Wybuch wulkanu pod wodą. Możliwe?



Wybuchające wulkany to chyba jeden z najbardziej ulubionych eksperymentów moich dzieci. Po ostatnim wybuchowym worku pozostała nam tylko wypalona trawa :P cóż skutki uboczne ;)

Dziś będzie również wybuchowo...


Do przeprowadzenia eksperymentu potrzebujemy:
- butelka z korkiem niekapkiem
- soda
- ocet
- barwnik spożywczy
- wanna wypełniona zimną wodą (może być brodzik tak jak u nas bądź większa miska)
- lejek
- łyżeczka

Do butelki wsypujemy 3 łyżeczki sody.


Dodajemy odrobinę barwnika.


Wlewamy pół szklanki octu. Zakręcamy butelkę korkiem niekapkiem przy czym należy zrobić to na prawdę szybko, gdyż w butelce od razu po wlaniu octu zachodzi reakcja. Nam za pierwszym razem wybuchła w rękach zanim zdążyłam zakręcić :P Po zakręceniu wstrząsnąć kilka razy butelką i szybko umieścić ją w wodzie. Równie szybko należy otworzyć korek. Efekt... wybuchający wulkan do wody.


Możemy przytrzymać butelkę ale możemy ją również puścić swobodnie. Butelka za sprawą wytworzonego wewnątrz niej dwutlenku węgla, który przez korek próbuje się z niej wydostać niczym odrzutowiec przemieszcza się po wodzie.

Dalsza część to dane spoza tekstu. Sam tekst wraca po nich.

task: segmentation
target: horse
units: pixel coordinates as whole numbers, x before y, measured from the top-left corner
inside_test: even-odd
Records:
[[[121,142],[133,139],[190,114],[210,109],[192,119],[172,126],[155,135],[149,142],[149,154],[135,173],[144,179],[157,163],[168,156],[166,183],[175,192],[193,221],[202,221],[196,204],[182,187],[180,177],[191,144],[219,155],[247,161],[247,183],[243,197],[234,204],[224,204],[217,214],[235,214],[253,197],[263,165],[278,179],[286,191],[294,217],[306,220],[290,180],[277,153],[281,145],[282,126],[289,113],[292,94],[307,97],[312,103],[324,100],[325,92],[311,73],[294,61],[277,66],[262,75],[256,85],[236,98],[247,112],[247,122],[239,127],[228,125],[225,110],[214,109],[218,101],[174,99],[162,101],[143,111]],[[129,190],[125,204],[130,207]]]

Niestety nie uchwyciłam tego na zdjęciach... eksperyment ten jest zbyt szybki do działania i fotografowania zwłaszcza gdy nad wanną czuwają trzy małe głowy :P



Pierwsza próba jak już pisałam nam nie wyszła... za dużo octu wlaliśmy, reakcja przebiegła dużo szybciej niż się tego spodziewałam i nastąpił przedwczesny wybuch ;)

Innym razem wysadziło nam korek po włożeniu butelki do wody :P W tym przypadku daliśmy za dużo sody :P

Metodą prób i błędów udało nam się zoptymalizować nasz eksperyment. Uff...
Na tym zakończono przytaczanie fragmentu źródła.